The authors validated CAD using various LMs, including OPT, GPT-Neo, LLaMA, and FLAN-T5, across tasks that require strict context adherence, such as summarization and knowledge conflict resolution. The paper utilizes two datasets, CNN-DM and XSUM, to evaluate summarization, while MemoTrap and NQ-Swap datasets assess knowledge conflict resolution.

The evaluation employs standard metrics like ROUGE-L and BERT-Precision for summarization quality and factual consistency, and Exact Match (EM) for knowledge conflict tasks.

Results and Implications

Empirical results underscore CAD's effectiveness, demonstrating substantial improvements in both the fidelity and factuality of LM outputs. For instance, application to LLaMA-30B on the CNN-DM dataset yields a 21% increase in ROUGE-L score and a 14.3% gain in factual consistency metrics. Similarly, CAD shows significant enhancements in conflicting knowledge tasks, with a 2.9x improvement on LLaMA-30B when dealing with contradictory information.

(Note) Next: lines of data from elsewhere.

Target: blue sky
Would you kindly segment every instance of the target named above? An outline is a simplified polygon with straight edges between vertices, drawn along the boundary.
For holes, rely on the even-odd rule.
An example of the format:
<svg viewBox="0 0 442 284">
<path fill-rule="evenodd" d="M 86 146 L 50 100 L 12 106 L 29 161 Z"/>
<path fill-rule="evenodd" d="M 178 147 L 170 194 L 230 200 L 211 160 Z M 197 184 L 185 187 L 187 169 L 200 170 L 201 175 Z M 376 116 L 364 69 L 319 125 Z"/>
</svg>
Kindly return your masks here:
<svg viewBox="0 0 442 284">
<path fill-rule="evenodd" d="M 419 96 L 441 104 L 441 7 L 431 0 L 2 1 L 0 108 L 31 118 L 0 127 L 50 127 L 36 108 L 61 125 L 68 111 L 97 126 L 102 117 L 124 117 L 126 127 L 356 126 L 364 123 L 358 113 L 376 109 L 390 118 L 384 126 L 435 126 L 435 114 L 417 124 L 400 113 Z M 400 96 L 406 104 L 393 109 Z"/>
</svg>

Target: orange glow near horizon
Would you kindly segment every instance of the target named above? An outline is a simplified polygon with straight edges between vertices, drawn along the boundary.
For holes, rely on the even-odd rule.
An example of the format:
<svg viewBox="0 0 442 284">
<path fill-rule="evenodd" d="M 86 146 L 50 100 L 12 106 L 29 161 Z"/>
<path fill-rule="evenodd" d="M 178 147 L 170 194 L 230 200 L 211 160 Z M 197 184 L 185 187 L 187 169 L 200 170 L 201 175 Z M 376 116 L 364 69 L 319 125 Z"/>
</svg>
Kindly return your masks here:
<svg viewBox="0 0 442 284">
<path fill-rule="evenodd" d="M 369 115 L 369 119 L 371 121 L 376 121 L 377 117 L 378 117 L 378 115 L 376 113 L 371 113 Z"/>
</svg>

The analysis reveals CAD’s particular efficacy in larger model frameworks, where the influence of prior knowledge is more pronounced due to expansive training datasets. This affirms the utility of CAD in aligning model outputs with real-time context, especially in domains necessitating up-to-date information.

Future Directions

The implications of CAD extend to the potential for improving the reliability of LMs in real-time applications where dynamic and contextually accurate information is critical—such as in news summarization or automated customer service. Future research may explore adaptive hyperparameter tuning (α) for different model architectures and contexts or integrate CAD with retrieval-augmented models to further enhance faithfulness to external knowledge sources.

Conclusion

This work advances an essential decoding innovation aimed at mitigating hallucinations in LLM outputs by reinforcing model attention toward contextually grounded information. Through CAD, practitioners can expect robust improvements in the alignment of LMs with the provided context, thereby enhancing the accuracy and dependability of automated text generation systems.